The Tribunal observed that the Explanation 7 of Section 271(1)(c) provides that where the assessee proves to the satisfaction of the AO or CIT(A) that  the  price charged or paid in the internal transaction was computed in accordance with the provisions contained in section 92C and in the manner prescribed under that section, in good faith and with due diligence, no penalty is leviable.

The Tribunal noted that the  adjustment arose due to exclusion of some  comparables and the use of current year data by the revenue instead of  multiple year data by the assessee and also taking  OP/sales instead of   NP/TC as PLI. The issue of applicability of current year data or multiple  year data had not been attained finality at that point of time.

The Tribunal stated that all the facts had been submitted before the  revenue authorities while the assessee used NP/TC, the revenue used  OP/Sales.
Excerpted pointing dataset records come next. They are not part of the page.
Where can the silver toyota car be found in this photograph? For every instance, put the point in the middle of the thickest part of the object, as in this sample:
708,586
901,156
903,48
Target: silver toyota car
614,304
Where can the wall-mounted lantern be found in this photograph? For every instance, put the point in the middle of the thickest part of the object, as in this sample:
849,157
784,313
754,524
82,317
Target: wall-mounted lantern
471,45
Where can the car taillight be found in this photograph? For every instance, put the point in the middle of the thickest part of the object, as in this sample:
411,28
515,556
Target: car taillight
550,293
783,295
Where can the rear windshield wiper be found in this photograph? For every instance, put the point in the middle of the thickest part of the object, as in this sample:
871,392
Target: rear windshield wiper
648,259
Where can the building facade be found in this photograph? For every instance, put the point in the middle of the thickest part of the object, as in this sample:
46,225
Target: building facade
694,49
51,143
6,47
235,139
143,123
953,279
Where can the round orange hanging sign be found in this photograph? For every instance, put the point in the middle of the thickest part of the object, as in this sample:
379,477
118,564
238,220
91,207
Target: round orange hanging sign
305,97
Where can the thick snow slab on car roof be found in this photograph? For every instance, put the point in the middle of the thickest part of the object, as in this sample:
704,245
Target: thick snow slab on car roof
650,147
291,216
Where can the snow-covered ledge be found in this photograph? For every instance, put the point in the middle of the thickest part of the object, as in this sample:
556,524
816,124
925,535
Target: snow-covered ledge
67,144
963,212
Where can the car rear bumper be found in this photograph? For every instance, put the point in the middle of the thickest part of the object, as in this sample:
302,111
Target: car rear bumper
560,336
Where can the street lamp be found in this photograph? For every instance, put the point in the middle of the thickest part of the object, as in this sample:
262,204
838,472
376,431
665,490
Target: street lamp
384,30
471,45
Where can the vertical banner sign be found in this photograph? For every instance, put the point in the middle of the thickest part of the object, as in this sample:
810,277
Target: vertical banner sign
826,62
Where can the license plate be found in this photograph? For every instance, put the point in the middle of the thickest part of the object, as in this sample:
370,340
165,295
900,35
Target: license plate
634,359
This amounted to determination of ALP from a different angle, at most from the angle of the revenue.

The Tribunal opined that it could not be said that there was any surreptitious mechanism embarked upon by the assessee nor it could be said that the assessee failed to exercise their transactions with all the due diligence. The assessee had prepared its TP report in good faith and with due care. There was nothing on record to disprove the good faith and the due diligence discharged by the assessee in determining the ALP of transactions in the TP report submitted by the assessee.

Hence, the Tribunal held that Explanation 7 to section 271(1)(c) was not attracted in the present case, and hence, it was not a fit case for levying the penalty u/s 271(1)(c). Accordingly, the penalty imposed u/s 271(1)(c) was deleted.